Как это ни дико может показаться, но одним из крупных офицерских расходов в лагерях были… маневры. Назначались так называемые «малые маневры» обыкновенно в самых последних числах июля и продолжались дня четыре-пять с таким расчетом, чтобы к преображенскому празднику 6 августа, к Красносельским скачкам, в которых когда-то принимал участие ротмистр граф Вронский, и к парадному спектаклю в Красносельском театре все было кончено. На маневры наш полк выступал, имея, кроме законного обоза, по крайней мере 30 вольнонаемных крестьянских подвод. На них ехали офицерские собственные палатки и собрание, то есть огромный шатер-палатка на 100 человек, а затем кухня, повара, столовое белье, серебро, посуда, хрусталь, столы, складные кресла и стулья, а главное – целый погреб вина, причем особое место в этом погребе занимали ящики шампанского. Когда останавливались на ночлег, то первым делом разбивался шатер и накрывались столы. Обед подавался, как всегда, из четырех блюд, тарелки с полковым вензелем менялись после каждого блюда, так же как и ножи, и вилки, и перед каждым прибором, с красиво сложенной белоснежной салфеткой, стояло пять стаканов разной формы и величины, а между ними – трогательная подробность – одна зеленая рюмка для рейнвейна. И все это происходило на маневрах, где по-настоящему офицеры должны были бы спать на земле и питаться из солдатских походных кухонь. Как такой разврат мог допускать великий князь Николай Николаевич, который, что про него ни говори, был человек военный, – уму непостижимо. Могу сказать еще, что в армии ничего подобного не было. Там маневры были маневры, а не пикник.

Помню, на моих первых маневрах было выставлено «сторожевое охранение», по поводу которого долго совещались, с какой стороны его выставлять. Я был начальником главной заставы, а в 50 шагах сзади сиял огнями шатер-собрание, где весело гуляли командир полка и все наши, а в качестве гостей – офицеры расположившейся поблизости гвардейской конной артиллерии, с командиром бригады князем Масальским и командиром 1-й батареи графом Кутайсовым во главе. За шатром стояли конноартиллерийские трубачи, которые после каждого тоста трубили то наш марш, то марш конной артиллерии. А иногда, для разнообразия, шатер оглашался конноартиллерийской песней:

Есть много войска у царей,
Улан, гусар и егерей,
Но краше конных батарей
Не сыщешь войска у царей!

И так всю ночь и до утра. Поднять бы из гроба великого однополчанина, отца нашего Суворова… Что бы он на это сказал!

Нужно заметить, что вообще гвардейские «малые маневры» в период до и сразу после Японской войны были сплошной анекдот.
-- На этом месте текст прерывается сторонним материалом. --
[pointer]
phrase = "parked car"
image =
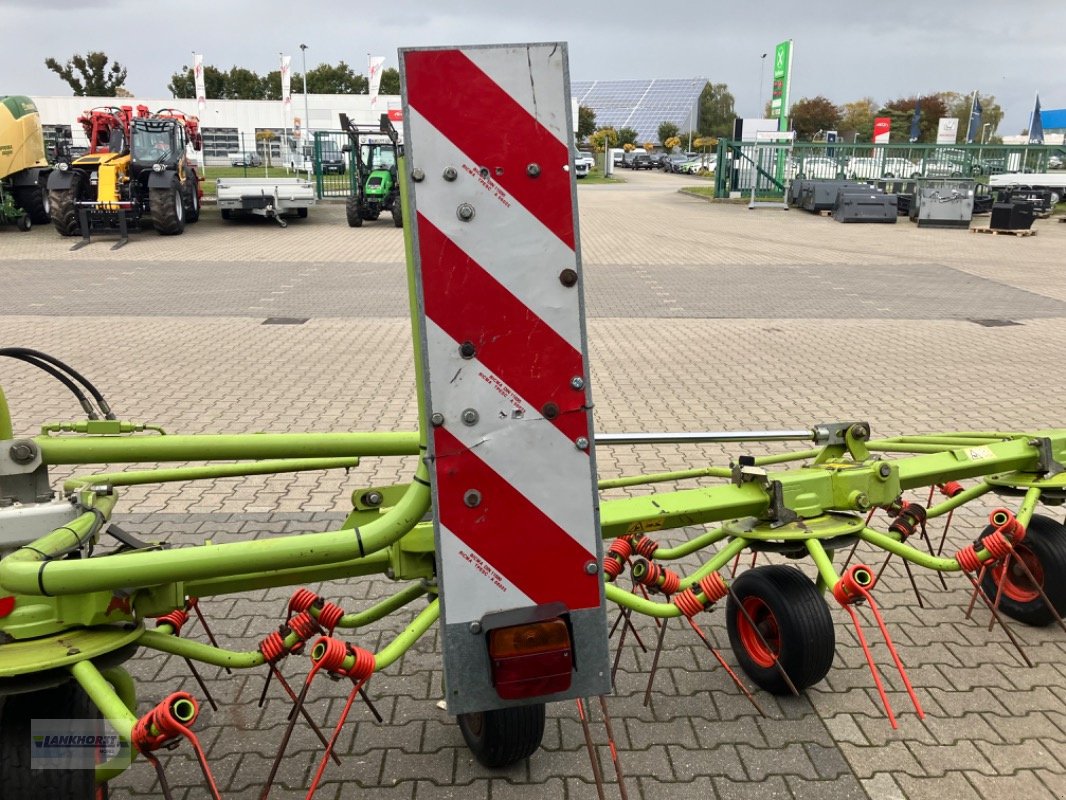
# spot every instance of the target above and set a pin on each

Первые три-четыре дня войска занимались передвижениями, совершая переходы, иногда довольно утомительные. Все это была подготовка к последнему дню «генеральной атаки», которая с двух сторон, в определенный час начиналась и велась всегда на определенный и заранее всем известный пункт – царские экипажи, около которых разбивалась царская палатка. В последнюю минуту, вблизи этой палатки, стоя обыкновенно на пригорке, в самом центре сражения, с биноклем в руках, государь Николай II мог любоваться, как с двух противоположных сторон на него идут густые цепи рослых гвардейцев, готовясь к финальной сшибке. Приблизительно за 100 шагов до экипажей офицеры, размахивая шашками, с криком «ура!» увлекали свои войска в лаву, и люди, смыкаясь с начальником, самоотверженно бросались вперед. Очень увлекаться и набегать на царские экипажи со штыками наперевес, впрочем, тоже не рекомендовалось. В самый решительный момент, когда вот-вот произойдет свалка, царь подавал знак. Стоявшие рядом с ним два лейб-трубача конвоя подымали свои серебряные рожки, и раздавались мелодичные звуки «отбоя».
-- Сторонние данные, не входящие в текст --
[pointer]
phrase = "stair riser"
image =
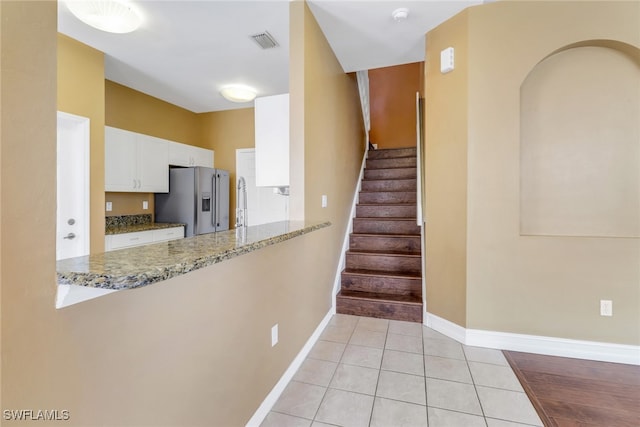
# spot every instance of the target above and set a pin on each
(397, 173)
(383, 285)
(381, 243)
(383, 310)
(388, 197)
(394, 153)
(386, 211)
(388, 263)
(389, 185)
(372, 226)
(402, 162)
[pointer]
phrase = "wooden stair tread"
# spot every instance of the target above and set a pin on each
(378, 297)
(383, 272)
(387, 191)
(386, 274)
(387, 204)
(385, 235)
(384, 252)
(387, 218)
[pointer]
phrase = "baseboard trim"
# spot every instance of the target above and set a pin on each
(262, 411)
(551, 346)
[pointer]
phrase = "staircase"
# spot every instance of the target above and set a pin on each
(383, 274)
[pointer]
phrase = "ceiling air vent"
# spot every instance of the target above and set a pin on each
(265, 40)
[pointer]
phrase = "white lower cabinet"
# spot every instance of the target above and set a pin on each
(167, 234)
(140, 238)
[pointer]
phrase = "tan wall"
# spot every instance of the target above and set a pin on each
(81, 92)
(548, 286)
(129, 203)
(333, 128)
(194, 350)
(126, 108)
(579, 155)
(392, 94)
(129, 109)
(446, 174)
(224, 132)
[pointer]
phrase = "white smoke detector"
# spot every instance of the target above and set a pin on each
(400, 14)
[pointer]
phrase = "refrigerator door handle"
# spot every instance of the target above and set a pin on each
(217, 199)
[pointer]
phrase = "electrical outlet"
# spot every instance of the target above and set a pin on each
(606, 307)
(274, 335)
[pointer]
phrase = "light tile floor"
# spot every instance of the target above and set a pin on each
(374, 372)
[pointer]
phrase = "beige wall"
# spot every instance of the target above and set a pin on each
(129, 109)
(225, 132)
(126, 108)
(392, 94)
(445, 160)
(549, 286)
(332, 129)
(194, 350)
(81, 91)
(579, 150)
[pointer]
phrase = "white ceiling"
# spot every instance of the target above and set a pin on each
(185, 51)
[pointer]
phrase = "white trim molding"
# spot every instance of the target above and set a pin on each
(337, 281)
(273, 396)
(564, 347)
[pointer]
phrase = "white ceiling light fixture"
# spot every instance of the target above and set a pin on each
(113, 16)
(238, 93)
(400, 15)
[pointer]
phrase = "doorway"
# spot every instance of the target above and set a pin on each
(72, 212)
Войска останавливались как вкопанные, и маневр, к общей радости, был окончен. Минут двадцать занимал «разбор маневра», на который вызывались старшие начальники, а затем, никогда не позже двух часов дня, самое обеденное время, все большое начальство, включая командиров полков, шло закусывать в царскую палатку. Для прочих господ офицеров около палатки, на траве, расстилались скатерти, на которых были расставлены тарелки с хлебом, ветчиной и холодным мясом и бутылки с пивом и вином. Чины питались из своих походных кухонь. В этот день холодным завтраком царь угощал больше 1500 офицеров.

Кстати сказать, разборами маневров не всегда все начальство оставалось довольно. Рассказывали, как один большой генерал был до глубины души возмущен тем, что по распоряжению какого-то рьяного генштабиста ему пришлось радикально изменить план наступления вверенных ему частей.
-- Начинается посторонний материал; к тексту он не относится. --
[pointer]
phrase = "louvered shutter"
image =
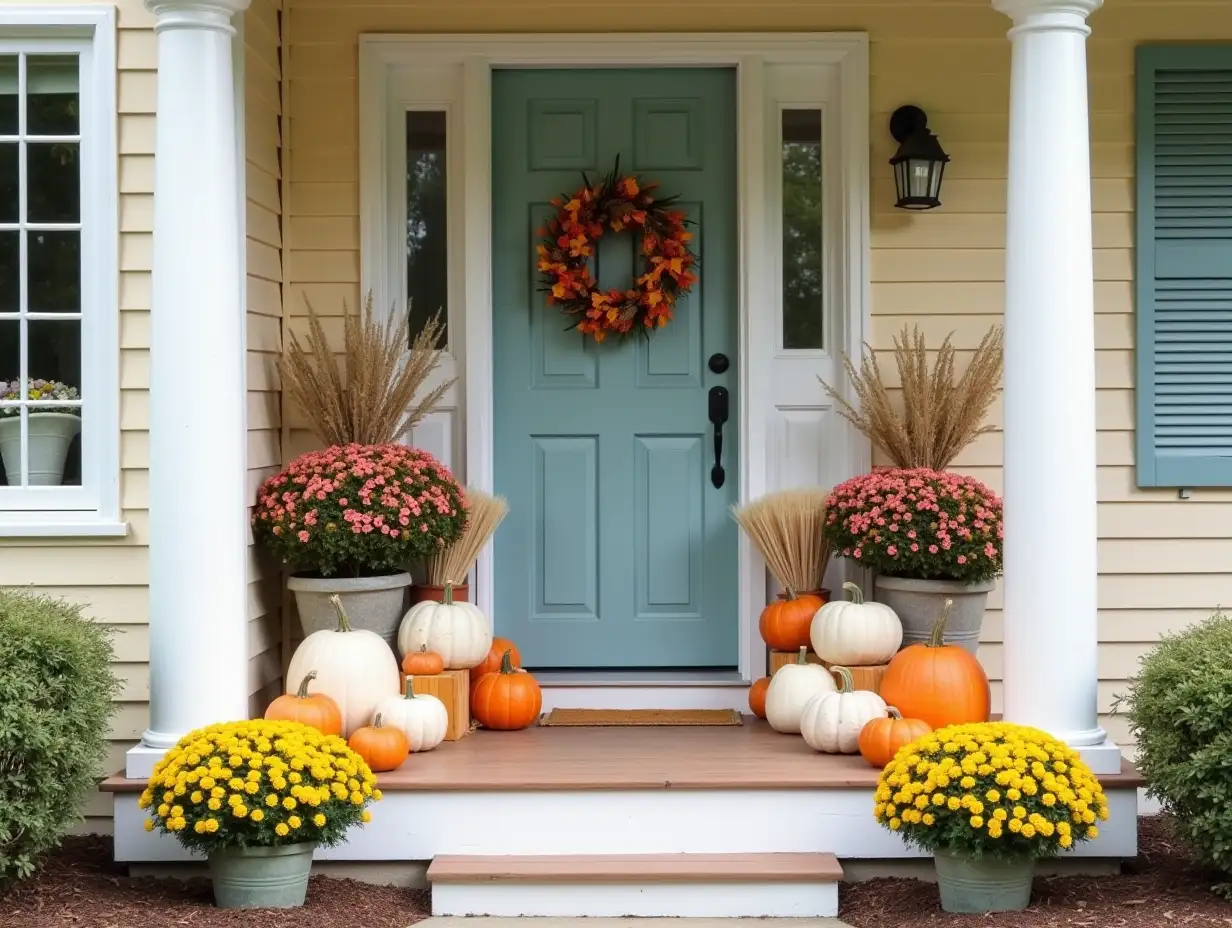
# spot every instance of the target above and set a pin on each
(1184, 266)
– Я каждый год, – сердился генерал, – вот уже пятнадцать лет наступаю с северной стороны на Большие Рюмки (было такое село), а теперь какой-то молокосос велит мне делать черт знает что!

Расходы собрания по малым маневрам обходились каждому из наших офицеров от 80 до 100 рублей, иначе говоря, одно месячное жалованье.

Для вящего разорения офицерской молодежи существовал еще один институт, так называемые «шакалы» – пережиток старинных маркитантов. С той разницей, что в старину у маркитантов можно было приобрести что-нибудь путное. В 1805 году, перед Шенграбенским сражением, капитан князь Андрей Болконский, забыв поесть, купил у маркитанта булку с сыром. Наши же шакалы держали в своих корзинах главным образом всякую ерунду: пастилу, шоколад, рахат-лукум и прочее. У каждого полка был свой «шакал». У нас был Петр, черноволосый бородатый мужик, очень похожий на Распутина. У соседей, преображенцев, подвизался его сын. Обыкновенная стоянка Петра в лагерях была на ступенях крыльца собрания, где он всегда торчал в обеденное время. Охотнее всего свой товар Петр отпускал «на запись», причем бывали случаи, когда офицеры должали ему до ста и больше рублей за лагерный сбор. Неукоснительно сопровождал он полк и на маневры. На офицерской распущенности за много лет «шакал» Петр нажил хорошие тысячи.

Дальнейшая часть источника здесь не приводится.